Create mandatory users for EPD

First, you should create two specific users in your local PostgreSQL server: wwwadm and epd. These two users are defined in the original EPD database server and are required to properly dump the data into the database in your local server. Users in PostgreSQL are also know as roles. To create a new role for the server we use the CREATE ROLE command, with the argument WITH PASSWORD to specify the desired password for each user. You can use any password of your choice, but do not forget these passwords.

postgres=# CREATE USER wwwadm WITH PASSWORD 'wwwadm_password';
CREATE ROLE
postgres=# CREATE USER epd WITH PASSWORD 'epd_password';
CREATE ROLE

Create a database for EPD into the server

Now, you can create a database for the EPD with the CREATE DATABASE command. In the example, we created a database called epd but you can select a different name if you want.
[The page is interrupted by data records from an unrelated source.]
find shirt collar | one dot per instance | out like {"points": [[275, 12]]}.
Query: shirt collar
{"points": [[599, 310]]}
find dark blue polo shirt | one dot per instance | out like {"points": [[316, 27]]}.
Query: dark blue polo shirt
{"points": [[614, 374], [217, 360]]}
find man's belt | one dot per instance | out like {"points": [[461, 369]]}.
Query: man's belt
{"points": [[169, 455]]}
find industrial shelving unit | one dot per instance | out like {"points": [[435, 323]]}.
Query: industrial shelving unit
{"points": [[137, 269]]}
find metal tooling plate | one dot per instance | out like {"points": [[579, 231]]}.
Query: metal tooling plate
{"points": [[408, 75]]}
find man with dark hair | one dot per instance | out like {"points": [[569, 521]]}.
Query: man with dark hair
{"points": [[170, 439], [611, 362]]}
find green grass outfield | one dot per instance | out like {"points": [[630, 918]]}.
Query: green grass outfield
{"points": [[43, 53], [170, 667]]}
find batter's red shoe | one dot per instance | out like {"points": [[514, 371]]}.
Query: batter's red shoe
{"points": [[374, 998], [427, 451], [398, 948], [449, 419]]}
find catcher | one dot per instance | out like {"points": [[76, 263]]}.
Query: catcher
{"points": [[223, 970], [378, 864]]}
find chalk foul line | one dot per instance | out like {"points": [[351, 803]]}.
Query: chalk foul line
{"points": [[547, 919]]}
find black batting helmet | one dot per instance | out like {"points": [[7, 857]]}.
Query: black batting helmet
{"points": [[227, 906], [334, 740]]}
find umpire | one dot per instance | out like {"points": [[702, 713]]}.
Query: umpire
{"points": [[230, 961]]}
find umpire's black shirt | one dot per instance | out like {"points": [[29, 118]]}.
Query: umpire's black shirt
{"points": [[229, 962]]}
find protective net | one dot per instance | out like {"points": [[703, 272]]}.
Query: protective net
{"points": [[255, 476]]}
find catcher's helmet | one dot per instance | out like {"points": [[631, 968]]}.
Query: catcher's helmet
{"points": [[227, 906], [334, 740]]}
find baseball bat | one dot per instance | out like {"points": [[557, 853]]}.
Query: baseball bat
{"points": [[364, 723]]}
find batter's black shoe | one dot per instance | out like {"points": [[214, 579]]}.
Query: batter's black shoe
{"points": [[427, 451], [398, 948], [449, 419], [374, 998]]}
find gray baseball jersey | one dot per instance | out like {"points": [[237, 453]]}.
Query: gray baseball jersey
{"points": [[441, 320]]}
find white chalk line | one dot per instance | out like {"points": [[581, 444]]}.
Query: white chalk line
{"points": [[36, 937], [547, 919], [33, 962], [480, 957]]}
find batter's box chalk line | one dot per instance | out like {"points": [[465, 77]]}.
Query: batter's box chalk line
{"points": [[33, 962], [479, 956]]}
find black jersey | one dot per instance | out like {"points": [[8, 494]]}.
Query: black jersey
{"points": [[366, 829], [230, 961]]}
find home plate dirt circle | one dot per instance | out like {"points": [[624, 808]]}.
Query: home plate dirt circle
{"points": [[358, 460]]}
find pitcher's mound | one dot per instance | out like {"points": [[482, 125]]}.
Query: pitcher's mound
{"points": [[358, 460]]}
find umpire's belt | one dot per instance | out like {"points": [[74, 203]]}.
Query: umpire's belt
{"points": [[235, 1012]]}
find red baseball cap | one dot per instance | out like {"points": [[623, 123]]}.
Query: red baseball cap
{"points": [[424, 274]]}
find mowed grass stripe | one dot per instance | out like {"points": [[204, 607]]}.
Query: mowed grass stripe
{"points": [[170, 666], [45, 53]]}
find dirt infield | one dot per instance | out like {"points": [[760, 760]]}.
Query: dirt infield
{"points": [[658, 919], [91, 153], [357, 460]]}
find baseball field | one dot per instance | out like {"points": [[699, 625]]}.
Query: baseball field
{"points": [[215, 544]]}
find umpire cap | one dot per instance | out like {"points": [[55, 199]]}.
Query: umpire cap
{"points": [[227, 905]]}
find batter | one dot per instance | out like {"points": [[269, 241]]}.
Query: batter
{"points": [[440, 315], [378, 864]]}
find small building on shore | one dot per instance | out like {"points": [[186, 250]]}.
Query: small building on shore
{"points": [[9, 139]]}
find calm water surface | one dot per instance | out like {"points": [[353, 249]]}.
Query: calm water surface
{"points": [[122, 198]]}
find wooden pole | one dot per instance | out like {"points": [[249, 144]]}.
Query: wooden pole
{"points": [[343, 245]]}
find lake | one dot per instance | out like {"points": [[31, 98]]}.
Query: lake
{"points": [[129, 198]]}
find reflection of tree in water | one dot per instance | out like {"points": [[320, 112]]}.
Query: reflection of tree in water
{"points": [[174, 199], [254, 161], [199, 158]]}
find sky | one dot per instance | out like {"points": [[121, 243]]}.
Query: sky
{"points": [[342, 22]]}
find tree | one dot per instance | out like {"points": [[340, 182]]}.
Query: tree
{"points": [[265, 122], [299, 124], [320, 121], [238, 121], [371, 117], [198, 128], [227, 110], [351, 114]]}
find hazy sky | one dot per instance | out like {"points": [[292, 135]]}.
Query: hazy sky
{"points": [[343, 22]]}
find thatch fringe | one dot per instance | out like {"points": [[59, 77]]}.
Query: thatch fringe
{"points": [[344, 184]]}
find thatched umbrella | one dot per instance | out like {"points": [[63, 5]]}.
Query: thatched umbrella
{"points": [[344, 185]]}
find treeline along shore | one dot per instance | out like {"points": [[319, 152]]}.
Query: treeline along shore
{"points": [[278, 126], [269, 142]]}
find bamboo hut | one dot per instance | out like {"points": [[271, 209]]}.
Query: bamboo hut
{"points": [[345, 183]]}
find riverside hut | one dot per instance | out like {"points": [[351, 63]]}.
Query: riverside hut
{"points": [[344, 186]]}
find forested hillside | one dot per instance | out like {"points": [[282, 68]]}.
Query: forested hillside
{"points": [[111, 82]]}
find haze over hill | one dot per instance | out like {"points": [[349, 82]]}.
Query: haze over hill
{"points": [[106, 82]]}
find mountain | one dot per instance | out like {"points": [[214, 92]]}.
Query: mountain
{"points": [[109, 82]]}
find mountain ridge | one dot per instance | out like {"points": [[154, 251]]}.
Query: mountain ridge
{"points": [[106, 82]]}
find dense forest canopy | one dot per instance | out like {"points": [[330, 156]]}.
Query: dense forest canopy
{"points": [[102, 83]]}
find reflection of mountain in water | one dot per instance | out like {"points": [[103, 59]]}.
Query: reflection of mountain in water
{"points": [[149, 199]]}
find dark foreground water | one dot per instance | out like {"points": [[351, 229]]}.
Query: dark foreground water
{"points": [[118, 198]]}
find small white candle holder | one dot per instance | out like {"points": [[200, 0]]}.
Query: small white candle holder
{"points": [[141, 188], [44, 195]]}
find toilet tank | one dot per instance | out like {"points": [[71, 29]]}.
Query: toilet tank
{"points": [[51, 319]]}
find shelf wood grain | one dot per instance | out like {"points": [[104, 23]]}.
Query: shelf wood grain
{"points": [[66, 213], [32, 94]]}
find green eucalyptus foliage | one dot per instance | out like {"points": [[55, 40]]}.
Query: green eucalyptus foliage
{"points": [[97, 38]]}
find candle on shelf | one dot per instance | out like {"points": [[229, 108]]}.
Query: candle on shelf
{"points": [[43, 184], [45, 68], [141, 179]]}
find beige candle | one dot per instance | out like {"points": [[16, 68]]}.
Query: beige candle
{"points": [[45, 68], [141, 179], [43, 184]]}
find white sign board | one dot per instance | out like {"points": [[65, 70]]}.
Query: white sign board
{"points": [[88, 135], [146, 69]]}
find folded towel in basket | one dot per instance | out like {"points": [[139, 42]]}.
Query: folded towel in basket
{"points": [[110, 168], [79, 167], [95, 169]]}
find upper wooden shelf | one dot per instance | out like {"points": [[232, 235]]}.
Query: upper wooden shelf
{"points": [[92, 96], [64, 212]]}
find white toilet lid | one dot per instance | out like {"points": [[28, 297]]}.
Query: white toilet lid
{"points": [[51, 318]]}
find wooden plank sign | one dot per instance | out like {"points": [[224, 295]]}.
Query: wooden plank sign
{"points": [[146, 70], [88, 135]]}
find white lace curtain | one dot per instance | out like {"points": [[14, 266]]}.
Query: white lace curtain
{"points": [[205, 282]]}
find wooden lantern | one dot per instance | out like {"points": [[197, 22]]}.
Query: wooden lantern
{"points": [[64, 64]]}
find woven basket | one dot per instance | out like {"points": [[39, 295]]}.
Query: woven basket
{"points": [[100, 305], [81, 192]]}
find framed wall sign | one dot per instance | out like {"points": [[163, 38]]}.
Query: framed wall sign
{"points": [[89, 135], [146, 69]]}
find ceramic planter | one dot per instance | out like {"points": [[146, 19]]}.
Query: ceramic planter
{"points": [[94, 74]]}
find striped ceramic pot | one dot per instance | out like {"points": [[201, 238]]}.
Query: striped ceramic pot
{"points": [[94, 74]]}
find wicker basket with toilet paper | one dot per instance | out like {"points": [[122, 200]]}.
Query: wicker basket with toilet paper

Note that commands in postgresql prompt end with semicolom ;.

postgres=# CREATE DATABASE epd;
CREATE DATABASE

pgAdminIII

pgAdminIII is a graphical user interface to manage PostgreSQL servers. It eases basic operations with PostgreSQL databases for no-advanced users that are used to work with the command line. It is also usefull to visually inspect tables in the database. If you want to give it a try or use it instead of the command line, you should look for pgAdminIII in your system and run it.

The program interface have three different parts: a side bar pannel in the left (Object browser) with the structure of the server and all its elements (databases, users, etc) and two pannels at the right. The right upper pannel provides details (Properties, Statistics, Dependencies, and Dependents) for the element that is selected in the left pannel and the right bottom pannel (SQL pane) shows text details of the selected element in SQL language.

pgAdminIII
PGAdmin III

Create mandatory users for EPD

To create new users (or roles) you have to right click on Login Roles element in the Object browser pannel and, then, left click on New Login Role.... A new window popup. In the first tab of the window (Properties) you have to provide a Role name, which is just the name for the new user. Here, you have to write epd. In the next tab (Definition) you have to provide twice the password for the new user. You can use any password of your choice. Do not change any other option in this window and click Ok.

Repeat the same proccess to create a new role called wwwadm.

Create a database for EPD into the server

To create a new database you have to right click in Databases element in the Object browser pannel and, then, left click on New Database.... A new window popup. In the first tab of the window (Properties) you have to provide a Name for the database. You can use any name of you choice, but it is a good practice to provide an informative name (e.g., epd). Do not change any other option and click Ok.

Dump EPD data into the new database

Dumping EPD data into the DDBB server requires to use the command line, and cannot be accomplished in pgAdminIII. To do so, once you are in the command line, use the cd command to move into the same folder you downloaded and uncompressed the EPD database for PostgreSQL. Then, you use the psql command to connect to the epd database in the PostgreSQL server as the postgres user. In the same line of code you use the < symbol to parse all the dumpall_epd_db.sql script for PostgreSQL into the database you just created (epd).

diego@server:~$ cd epd-postgres-distribution
diego@server:~/epd-postgres-distribution$ psql -U postgres -h localhost -d epd < dumpall_epd_db.sql
.
.
.
REVOKE
REVOKE
GRANT
GRANT
REVOKE
REVOKE
GRANT
GRANT
REVOKE
REVOKE
GRANT
GRANT
REVOKE
REVOKE
GRANT
GRANT
REVOKE
REVOKE
GRANT
GRANT
diego@server:~/epd-postgres-distribution$

Now, you can use the database from the pgAdminIII software or using the EPDr package for R.